Water availability will become an important factor in yield reduction. Large parts of the world are facing water scarcity. With climate change the problem is likely to get worse. Weather conditions will change resulting in more rains in some regions while others will get less rain. Rainfall will be more unpredictable resulting in serious problems due to floods or droughts.
With rising temperature the issue of water stress will become more important. The total runoff will reduce in case of all the river basins of the country except Narmada and Tapti. Average annual rainfall in India is about 1170mm varying widely in different regions, total precipitation is about 4000bcm (billion cubic metre). But only about 1123bcm can be utilized due to various constraints. The per capita, utilizable water is 1086m³ which will come down to 760m³ 2050. Unfortunately, only 48% of country’s rainfall ends up in rivers and 18% remains utilizable. According to the National Commission for Integrated Water Resources Development (NCIWRD) about 83% of available water in the country is used for irrigation.

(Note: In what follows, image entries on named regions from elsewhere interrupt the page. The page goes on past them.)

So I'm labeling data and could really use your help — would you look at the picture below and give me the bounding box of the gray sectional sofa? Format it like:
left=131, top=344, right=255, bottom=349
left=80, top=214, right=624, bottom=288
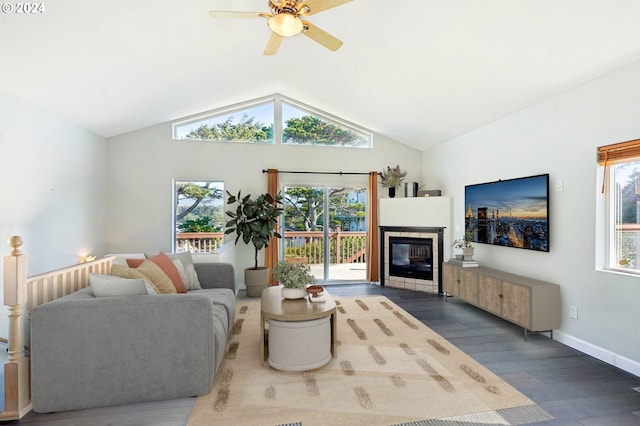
left=30, top=263, right=235, bottom=413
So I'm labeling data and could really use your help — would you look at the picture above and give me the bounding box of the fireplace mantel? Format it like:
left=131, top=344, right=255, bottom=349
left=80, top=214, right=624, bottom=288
left=378, top=197, right=453, bottom=253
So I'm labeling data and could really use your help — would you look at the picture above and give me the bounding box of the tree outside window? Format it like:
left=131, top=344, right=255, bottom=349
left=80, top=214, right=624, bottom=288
left=174, top=180, right=224, bottom=253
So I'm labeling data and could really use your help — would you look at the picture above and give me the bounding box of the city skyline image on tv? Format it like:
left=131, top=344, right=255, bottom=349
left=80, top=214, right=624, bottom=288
left=465, top=174, right=549, bottom=252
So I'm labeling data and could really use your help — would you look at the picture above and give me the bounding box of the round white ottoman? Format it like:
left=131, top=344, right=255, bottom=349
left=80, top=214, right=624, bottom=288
left=269, top=316, right=331, bottom=371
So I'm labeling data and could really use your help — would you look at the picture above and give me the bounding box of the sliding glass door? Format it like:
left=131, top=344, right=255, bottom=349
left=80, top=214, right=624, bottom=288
left=281, top=185, right=367, bottom=284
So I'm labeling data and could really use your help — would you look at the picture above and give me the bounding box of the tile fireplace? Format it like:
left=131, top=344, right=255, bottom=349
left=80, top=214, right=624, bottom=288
left=380, top=226, right=445, bottom=294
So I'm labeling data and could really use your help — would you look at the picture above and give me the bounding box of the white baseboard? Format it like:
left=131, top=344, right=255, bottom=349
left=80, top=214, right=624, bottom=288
left=553, top=330, right=640, bottom=377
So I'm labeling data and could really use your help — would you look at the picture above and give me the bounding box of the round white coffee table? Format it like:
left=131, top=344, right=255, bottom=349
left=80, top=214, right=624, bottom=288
left=260, top=286, right=337, bottom=371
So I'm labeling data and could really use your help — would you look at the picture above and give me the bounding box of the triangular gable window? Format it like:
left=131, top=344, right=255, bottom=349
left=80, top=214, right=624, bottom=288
left=173, top=100, right=274, bottom=144
left=173, top=95, right=373, bottom=148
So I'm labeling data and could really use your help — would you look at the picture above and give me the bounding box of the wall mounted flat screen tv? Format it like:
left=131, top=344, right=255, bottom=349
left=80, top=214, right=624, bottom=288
left=464, top=174, right=549, bottom=252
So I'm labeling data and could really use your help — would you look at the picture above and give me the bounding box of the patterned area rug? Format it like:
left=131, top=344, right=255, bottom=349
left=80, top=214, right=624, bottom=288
left=188, top=296, right=552, bottom=426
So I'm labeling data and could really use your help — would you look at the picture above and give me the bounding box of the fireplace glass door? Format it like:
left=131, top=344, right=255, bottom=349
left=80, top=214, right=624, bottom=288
left=389, top=237, right=433, bottom=280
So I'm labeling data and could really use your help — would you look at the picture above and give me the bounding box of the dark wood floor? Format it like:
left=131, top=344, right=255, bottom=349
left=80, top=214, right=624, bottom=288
left=14, top=284, right=640, bottom=426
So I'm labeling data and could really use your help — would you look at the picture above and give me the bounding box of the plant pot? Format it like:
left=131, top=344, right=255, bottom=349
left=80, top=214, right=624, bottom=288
left=280, top=287, right=307, bottom=299
left=462, top=247, right=473, bottom=260
left=244, top=267, right=269, bottom=297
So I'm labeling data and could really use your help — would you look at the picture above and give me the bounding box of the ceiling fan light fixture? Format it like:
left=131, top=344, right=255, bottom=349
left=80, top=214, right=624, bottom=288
left=269, top=12, right=304, bottom=37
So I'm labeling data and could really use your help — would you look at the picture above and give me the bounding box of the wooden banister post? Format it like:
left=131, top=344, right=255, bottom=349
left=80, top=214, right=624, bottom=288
left=0, top=236, right=31, bottom=420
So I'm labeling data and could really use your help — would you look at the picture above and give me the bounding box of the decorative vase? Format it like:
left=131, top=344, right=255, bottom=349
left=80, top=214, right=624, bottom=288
left=280, top=287, right=307, bottom=299
left=462, top=247, right=473, bottom=260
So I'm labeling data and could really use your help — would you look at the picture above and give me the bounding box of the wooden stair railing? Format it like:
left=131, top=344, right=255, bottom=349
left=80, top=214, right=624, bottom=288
left=0, top=236, right=114, bottom=421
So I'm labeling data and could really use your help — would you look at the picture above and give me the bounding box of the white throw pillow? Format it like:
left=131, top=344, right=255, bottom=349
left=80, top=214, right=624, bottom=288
left=89, top=274, right=157, bottom=297
left=173, top=259, right=202, bottom=291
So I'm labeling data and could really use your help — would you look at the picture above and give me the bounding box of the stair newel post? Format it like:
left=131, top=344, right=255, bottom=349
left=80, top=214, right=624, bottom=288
left=0, top=236, right=31, bottom=420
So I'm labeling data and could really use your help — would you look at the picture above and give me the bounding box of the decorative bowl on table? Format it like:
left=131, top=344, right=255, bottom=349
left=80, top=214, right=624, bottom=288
left=307, top=285, right=324, bottom=297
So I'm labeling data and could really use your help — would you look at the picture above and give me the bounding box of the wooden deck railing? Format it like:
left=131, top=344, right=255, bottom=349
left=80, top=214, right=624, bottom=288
left=176, top=232, right=224, bottom=253
left=176, top=231, right=367, bottom=263
left=284, top=231, right=367, bottom=264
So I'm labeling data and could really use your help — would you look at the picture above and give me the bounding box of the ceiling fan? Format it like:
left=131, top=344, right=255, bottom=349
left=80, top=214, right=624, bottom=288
left=209, top=0, right=353, bottom=55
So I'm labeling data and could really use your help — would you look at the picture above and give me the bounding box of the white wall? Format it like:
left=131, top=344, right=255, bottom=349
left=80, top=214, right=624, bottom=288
left=106, top=115, right=422, bottom=283
left=0, top=92, right=106, bottom=337
left=423, top=62, right=640, bottom=375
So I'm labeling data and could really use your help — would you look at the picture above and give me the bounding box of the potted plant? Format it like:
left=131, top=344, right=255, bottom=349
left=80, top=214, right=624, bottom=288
left=382, top=165, right=407, bottom=198
left=224, top=191, right=283, bottom=297
left=273, top=260, right=316, bottom=299
left=452, top=231, right=473, bottom=260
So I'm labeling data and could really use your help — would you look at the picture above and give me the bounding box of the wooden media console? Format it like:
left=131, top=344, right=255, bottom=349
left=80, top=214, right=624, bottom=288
left=442, top=262, right=560, bottom=340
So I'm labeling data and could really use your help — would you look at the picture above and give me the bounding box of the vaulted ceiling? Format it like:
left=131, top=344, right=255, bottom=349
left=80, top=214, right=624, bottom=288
left=0, top=0, right=640, bottom=149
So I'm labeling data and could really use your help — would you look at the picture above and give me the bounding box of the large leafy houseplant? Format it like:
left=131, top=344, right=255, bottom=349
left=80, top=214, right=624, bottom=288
left=224, top=191, right=283, bottom=269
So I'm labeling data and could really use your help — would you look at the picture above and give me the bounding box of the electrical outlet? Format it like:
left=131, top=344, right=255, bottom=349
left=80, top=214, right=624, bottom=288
left=569, top=306, right=578, bottom=319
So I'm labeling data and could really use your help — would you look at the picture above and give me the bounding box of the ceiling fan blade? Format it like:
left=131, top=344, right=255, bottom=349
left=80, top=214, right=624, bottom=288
left=302, top=21, right=342, bottom=52
left=298, top=0, right=353, bottom=16
left=209, top=10, right=262, bottom=19
left=264, top=32, right=284, bottom=56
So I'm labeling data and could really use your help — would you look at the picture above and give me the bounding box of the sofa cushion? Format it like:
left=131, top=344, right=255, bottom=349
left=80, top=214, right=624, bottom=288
left=111, top=260, right=177, bottom=294
left=189, top=288, right=236, bottom=337
left=89, top=273, right=157, bottom=297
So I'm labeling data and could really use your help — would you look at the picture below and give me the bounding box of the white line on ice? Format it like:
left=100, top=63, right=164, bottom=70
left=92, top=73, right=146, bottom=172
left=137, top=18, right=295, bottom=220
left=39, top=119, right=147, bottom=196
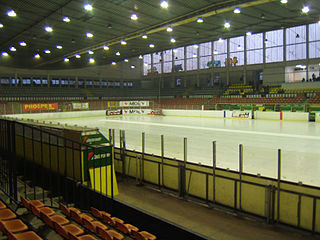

The rest 17% meets the demand for domestic, industrial and other sectors. Total static groundwater available in India is about 10,812bcm. The average groundwater recharge rate of India’s river basins is about 260m³/day. Estimates suggest that India has about 432bcm of groundwater which is replenished annually through rain and river drainage. Out of that about 395bcm is utilizable. Estimates suggest that India is pumping out some 190km³ of underground water a year. Nature is refilling only 120km³, a shortfall of 70km³ per year. Consequence is that in large parts of the country water table is sinking. Agriculture is a big sufferer, poor and marginal farmers are worst affected. Climate change can affect soil properties too. Increasing soil temperature will decompose organic matter faster. In the long run crops will suffer nutrient deficiencies. Also, rising temperatures will also lead to spread of pests.
Under the circumstances it is essential that steps are taken to reduce climate change at global level. There is need for planning for better water capture and storage, more efficient utilization of water and adoption of crop varieties capable of withstanding climate change. These are few of the easier options.
(The author is Director (Retd), Ministry of Environment, Forest & Climate Change, GoI. Views expressed are personal.)